The first two rules, with query tag "scenario=one", assign transactions executed by role tpch_1 to the tpch_group1 resource group and transactions executed by role tpch_4 to the tpch_group2 resource group. The last two rules, with query tag "scenario=two", assign transactions from both roles tpch_1 and tpch_4 to the tpch_group1 resource group.

Here is the resource group configuration for scenario one.

=# CREATE RESOURCE GROUP tpch_group1 with (CPU_RATE_LIMIT=25, MEMORY_LIMIT=20, CONCURRENCY=20);
=# CREATE RESOURCE GROUP tpch_group2 with (CPU_RATE_LIMIT=25, MEMORY_LIMIT=20, CONCURRENCY=20);
=# SELECT groupname, cpu_rate_limit, memory_limit, concurrency FROM 
    gp_toolkit.gp_resgroup_config;
   groupname   | cpu_rate_limit | memory_limit | concurrency
---------------+----------------+--------------+-------------
 default_group | 25             | 30           | 20
 admin_group   | 10             | 10           | 10
 tpch_group1   | 25             | 20           | 20
 tpch_group2   | 25             | 20           | 20
(4 rows)

Setting query tags for the transactions requires setting the gpcc.query_tags Greenplum Database session variable. For scenario one the gpcc.query_tags session parameter should be set as follows:

=# SET gpcc.query_tags to 'scenario=one';

Given the assignment rules we created, if the gpcc.query_tags parameter is not set, or is not set to 'scenario=one' or 'scenario=two' all transactions are assigned to the role’s default resource group, which is default_group if you have not explicitly set it.

If the client application allows defining session parameters on the connection string, you could define the gpcc.query_tags parameter on the connection request.

This example submits queries in SQL script files using the psql client utility, so the gpcc.query_tags parameter must be defined whenever psql starts.

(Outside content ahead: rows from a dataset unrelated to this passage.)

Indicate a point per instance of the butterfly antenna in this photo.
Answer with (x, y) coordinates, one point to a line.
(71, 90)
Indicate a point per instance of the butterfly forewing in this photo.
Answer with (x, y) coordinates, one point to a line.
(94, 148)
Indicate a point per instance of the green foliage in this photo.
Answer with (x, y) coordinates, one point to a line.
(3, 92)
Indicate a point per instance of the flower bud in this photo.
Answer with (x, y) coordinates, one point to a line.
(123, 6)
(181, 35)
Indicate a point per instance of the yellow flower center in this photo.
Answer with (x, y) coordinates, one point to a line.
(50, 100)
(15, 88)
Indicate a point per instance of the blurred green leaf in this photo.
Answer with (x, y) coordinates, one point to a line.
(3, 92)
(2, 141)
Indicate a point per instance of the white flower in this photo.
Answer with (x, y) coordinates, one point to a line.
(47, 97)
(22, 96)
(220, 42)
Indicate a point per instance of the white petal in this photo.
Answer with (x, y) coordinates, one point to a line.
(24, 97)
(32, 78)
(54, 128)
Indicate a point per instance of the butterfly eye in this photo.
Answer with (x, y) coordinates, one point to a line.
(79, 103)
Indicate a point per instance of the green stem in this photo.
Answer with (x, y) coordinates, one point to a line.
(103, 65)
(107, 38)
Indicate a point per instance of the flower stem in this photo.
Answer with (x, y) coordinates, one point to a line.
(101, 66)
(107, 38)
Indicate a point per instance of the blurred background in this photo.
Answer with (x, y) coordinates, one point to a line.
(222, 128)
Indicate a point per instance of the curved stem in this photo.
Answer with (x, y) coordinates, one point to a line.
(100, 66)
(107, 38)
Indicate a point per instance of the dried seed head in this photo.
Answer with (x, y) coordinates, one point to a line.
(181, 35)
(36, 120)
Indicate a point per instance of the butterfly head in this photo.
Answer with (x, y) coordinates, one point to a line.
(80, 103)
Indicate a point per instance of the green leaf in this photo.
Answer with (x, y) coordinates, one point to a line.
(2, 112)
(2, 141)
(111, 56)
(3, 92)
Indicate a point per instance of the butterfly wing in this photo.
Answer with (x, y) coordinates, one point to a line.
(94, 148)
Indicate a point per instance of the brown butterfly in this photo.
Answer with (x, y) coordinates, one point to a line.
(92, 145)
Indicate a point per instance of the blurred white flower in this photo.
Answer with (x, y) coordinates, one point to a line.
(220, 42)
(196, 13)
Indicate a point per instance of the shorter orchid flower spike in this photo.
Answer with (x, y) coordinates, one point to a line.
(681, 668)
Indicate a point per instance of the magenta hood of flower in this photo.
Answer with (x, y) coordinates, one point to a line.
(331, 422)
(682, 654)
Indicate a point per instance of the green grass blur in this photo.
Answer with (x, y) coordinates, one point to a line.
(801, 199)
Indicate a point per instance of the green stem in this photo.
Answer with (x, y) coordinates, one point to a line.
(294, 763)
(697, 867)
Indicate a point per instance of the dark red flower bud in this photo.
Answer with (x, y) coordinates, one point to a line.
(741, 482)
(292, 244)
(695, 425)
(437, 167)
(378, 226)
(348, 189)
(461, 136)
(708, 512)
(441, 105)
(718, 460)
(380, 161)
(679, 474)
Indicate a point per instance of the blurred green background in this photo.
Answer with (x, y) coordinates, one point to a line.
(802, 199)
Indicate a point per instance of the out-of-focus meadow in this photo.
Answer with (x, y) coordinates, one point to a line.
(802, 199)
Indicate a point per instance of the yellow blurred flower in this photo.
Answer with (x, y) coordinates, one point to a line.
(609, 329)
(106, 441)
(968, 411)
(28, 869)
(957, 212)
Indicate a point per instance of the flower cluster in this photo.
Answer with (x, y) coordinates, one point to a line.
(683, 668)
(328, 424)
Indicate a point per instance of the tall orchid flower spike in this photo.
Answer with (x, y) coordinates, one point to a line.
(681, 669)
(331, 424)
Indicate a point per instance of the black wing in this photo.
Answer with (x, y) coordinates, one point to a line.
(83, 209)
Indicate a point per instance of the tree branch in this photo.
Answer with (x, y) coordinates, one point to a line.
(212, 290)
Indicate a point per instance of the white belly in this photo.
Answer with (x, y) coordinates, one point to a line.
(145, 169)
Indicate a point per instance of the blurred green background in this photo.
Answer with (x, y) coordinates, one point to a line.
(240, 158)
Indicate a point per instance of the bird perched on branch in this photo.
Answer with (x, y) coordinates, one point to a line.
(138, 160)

The psql command-line does not have an option to set arbitrary parameters, so we arrange for the SQL script to read the query tags from an OS environment variable.

  1. Set an environment variable to the content you want to define for gpcc.query_tags.

    $ export GPCC_QUERY_TAGS='scenario=one'
    
  2. Set the gpcc.query_tags session variable in the SQL script by inserting these lines before the start of the transaction.

    \set qtags '\'' `echo "$GPCC_QUERY_TAGS"` '\''
    SET gpcc.query_tags to :qtags;
    

When you execute the benchmark test, you can watch the Query Monitor to see that transactions are assigned to workload tpch_group1 or tpch_group2 according to the assignment rules.

Scenario One Query Monitor

This is the resource group configuration for scenario two.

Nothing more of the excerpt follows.